Aloha ended May up $2.5 million
By Rick Daysog
Benefiting from its recent cost-cutting efforts, Aloha Airlines Inc. posted a $2.5 million operating profit in May.
Aloha, which filed for bankruptcy reorganization in December, reversed a $3.8 million operating loss in April and lowered its year-to-date losses to $4.7 million from $7.2 million in April, according to a bankruptcy court filing made public yesterday.
The May results came on revenues of $38.5 million, which was up $3.5 million from April's $35 million.
"These numbers indicate that Aloha's reorganization plan is on course," said company spokes-man Stu Glauberman.
In its latest filing, Aloha said its overall expenses dropped to about $36 million in May from the previous month's $38.8 million.
The privately held airline said its monthly fuel costs dropped to about $9 million from April's $9.4 million while its salary expenses for management and rank-and-file employees fell to $5.6 million from about $8.4 million in the previous month.
The lower payroll figures include a recent 20 percent cut in executive salaries and wage concessions from its unionized employees.
One union, the pilots, said it agreed to concessions of up to $12 million over the next two years. Those cuts were on top of another $12 million in concession that the union granted from 2003 to 2005.

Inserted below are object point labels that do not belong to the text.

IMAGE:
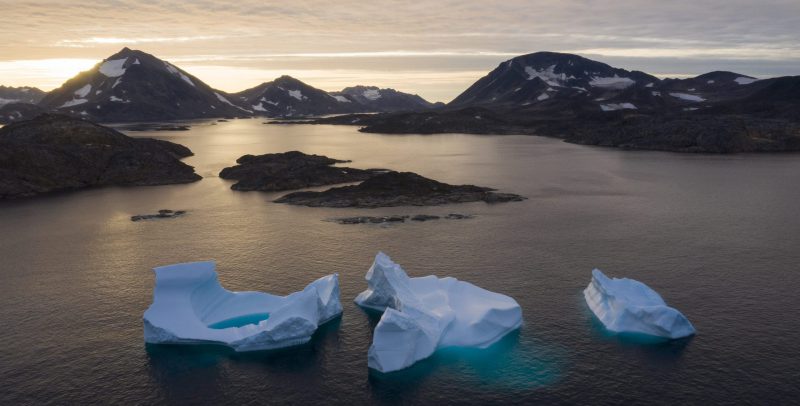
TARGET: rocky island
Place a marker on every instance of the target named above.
(392, 189)
(54, 153)
(290, 170)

Meanwhile, the annual pay for top executives dropped to a range of $123,000 to $202,500 from a range of $151,000 to $250,000.
According to its filing in bankruptcy court, Aloha's reorganization costs swelled last month. Aloha's 30 law firms, accountants and consulting firms have charged the airline about $3.3 million in May, which was up from $2 million in April. The reorganization costs are not included in the monthly profit-loss statement.
Since filing for bankruptcy, the airline has paid nearly $6.3 million in attorney and professional fees, including $1.1 million to its top bankruptcy law firm, Florida-based Berger Singerman.
The May turnaround comes at a critical period for Aloha, the state's second-largest airline with more than 3,600 employees and annual revenues of about $400 million.
The airline, which obtained $65 million in debtor-in-possession financing in March to cover daily operations and pay down debt, is seeking permanent financing or an equity investment that would allow it to emerge from bankruptcy protection.